I suppose this is "good" news, but I don't like it, for a few reasons:

- The pyramids are MEANT to be a strange, uncomfortable experience involving way too much haggling and frustration. Welcome to Cairo, assholes. If you want pleasant, comfortable serenity, go to the frigging British Museum or something.

- The pyramids are like flypaper for the bumbag-and-backpack gaggle of lurid tourists and the awful Cairo conmen who prey upon them. If the conmen can't do business there, they will probably just descend on other parts of the great city, becoming apartment brokers in Zamalek or something....

- It's not as if the pyramids really need the preservation. Of all the historic sites in the world that can handle as much punishment as human beings can physically throw at them, the pyramids have to be number one, two and three. They are indestructible. If you want to protect something, how about all those gorgeous thousand year old mosques in the Old City that are falling to pieces and under the sole jusridiction of some random 120 year-old dude who uses them as a storehouse for piles of broken pieces of other mosques, etc...

- "Hawass insisted none of the innovations will diminish the experience of the visit. "We are giving back the magic of the pyramids," Hawass said."

Wrong. The magic of the pyramids is that despite thousands of years of total neglect, non-existent management and industrial scale fleecing and harassment, they are still the world's greatest tourist site. Only Egyptians can pull of a trick like that, and this is just messing it up.

Put the Shadows Back Into the Boxes


The geek within me was almost uncontrollably turned on by these wonderful photos of the Large Hadron Collider in Geneva, which will soon start accelerating atoms to just below the speed of light, racing them around a 27 kilometer tunnel cooled to absolute zero, then smashing them down into their sub-sub-atomic components and looking at them.
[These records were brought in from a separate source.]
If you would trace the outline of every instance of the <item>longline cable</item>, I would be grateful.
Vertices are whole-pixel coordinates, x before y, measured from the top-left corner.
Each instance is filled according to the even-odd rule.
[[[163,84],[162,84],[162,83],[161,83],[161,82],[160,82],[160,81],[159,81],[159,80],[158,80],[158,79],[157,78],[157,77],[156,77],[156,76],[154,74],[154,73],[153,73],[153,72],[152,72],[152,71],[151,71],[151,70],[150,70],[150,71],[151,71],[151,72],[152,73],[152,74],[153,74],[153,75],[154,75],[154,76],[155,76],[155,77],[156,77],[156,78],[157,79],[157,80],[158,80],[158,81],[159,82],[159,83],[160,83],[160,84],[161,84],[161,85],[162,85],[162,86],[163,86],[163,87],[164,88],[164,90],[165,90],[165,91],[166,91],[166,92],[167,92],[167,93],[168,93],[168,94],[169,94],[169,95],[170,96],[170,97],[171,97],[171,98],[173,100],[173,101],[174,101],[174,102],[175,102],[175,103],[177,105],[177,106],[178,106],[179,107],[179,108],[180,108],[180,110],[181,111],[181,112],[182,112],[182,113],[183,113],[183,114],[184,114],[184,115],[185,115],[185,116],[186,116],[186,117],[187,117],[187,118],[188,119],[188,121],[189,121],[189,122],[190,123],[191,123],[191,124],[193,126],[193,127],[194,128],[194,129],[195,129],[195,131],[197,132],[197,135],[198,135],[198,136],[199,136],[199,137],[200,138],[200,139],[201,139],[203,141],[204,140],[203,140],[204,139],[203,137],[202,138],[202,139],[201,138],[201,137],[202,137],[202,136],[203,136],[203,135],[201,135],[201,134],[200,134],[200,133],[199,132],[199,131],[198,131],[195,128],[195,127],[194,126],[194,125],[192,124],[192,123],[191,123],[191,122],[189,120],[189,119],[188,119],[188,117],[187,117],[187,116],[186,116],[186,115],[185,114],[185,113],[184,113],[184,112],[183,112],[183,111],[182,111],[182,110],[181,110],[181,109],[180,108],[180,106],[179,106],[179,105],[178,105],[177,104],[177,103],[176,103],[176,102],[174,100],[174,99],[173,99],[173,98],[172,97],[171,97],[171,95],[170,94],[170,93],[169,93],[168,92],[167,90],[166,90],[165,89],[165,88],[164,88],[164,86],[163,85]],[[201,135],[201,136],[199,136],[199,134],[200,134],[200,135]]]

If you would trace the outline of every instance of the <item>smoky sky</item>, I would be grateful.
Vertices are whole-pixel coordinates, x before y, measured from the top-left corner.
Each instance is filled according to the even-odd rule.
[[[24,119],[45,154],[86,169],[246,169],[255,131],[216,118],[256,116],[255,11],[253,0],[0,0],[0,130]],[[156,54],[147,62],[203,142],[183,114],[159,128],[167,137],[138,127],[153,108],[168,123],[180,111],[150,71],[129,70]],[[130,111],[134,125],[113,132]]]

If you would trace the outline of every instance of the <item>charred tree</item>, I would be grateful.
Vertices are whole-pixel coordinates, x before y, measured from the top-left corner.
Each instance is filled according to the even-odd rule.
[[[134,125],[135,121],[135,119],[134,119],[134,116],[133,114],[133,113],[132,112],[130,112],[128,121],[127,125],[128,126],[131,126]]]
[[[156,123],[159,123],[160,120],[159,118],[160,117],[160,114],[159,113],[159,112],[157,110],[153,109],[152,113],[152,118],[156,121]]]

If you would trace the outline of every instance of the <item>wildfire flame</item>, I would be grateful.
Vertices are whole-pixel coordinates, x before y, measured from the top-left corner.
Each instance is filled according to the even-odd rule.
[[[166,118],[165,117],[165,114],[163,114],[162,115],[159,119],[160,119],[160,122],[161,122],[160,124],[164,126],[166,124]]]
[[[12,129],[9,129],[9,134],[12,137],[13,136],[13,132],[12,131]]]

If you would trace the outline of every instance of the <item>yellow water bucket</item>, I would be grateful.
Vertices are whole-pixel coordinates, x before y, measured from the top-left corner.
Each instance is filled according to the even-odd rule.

As a pure, audacious feat of human potential, the LHC is probably the most significant achievement since reaching the moon. It comes at a perfect time - when people around the world are losing faith in institutions and our ability to navigate a tricky future, the world's smartest people are about to pull of a feat of literally unimaginable complexity. The reward will be clues to nothing less than how it is the universe came into existence, and what it is made out of on a fundamental level.

That is seriously cool - as cool as the space program, as cool as DNA, as cool as the internet. I need to go and hug a scientist.

In tribute, I offer one supercollider to another: Large Hadron Collider, let me introduce you to "supercollider", the lovely brand spanking new Radiohead song that I was lucky enough to see performed last month in Amsterdam.




Supercollider
Twisted and broken
Particles scatter
Brought in from the sun
Swimming up stream, before the heavens crack open
Thin pixelations, coming up from the dust

In a blue light
In a green light
In a half-life
In an odd light

I’m a brain stem flip-flopping
I’m a pulse wave hot-stepping
I put the shadows back into the boxes
I am open
I am welcome
For a fraction of a second
I have jettisoned my illusions
I have dislodged my depressions
I put the shadows back into the boxes.
I put the shadows back into the boxes.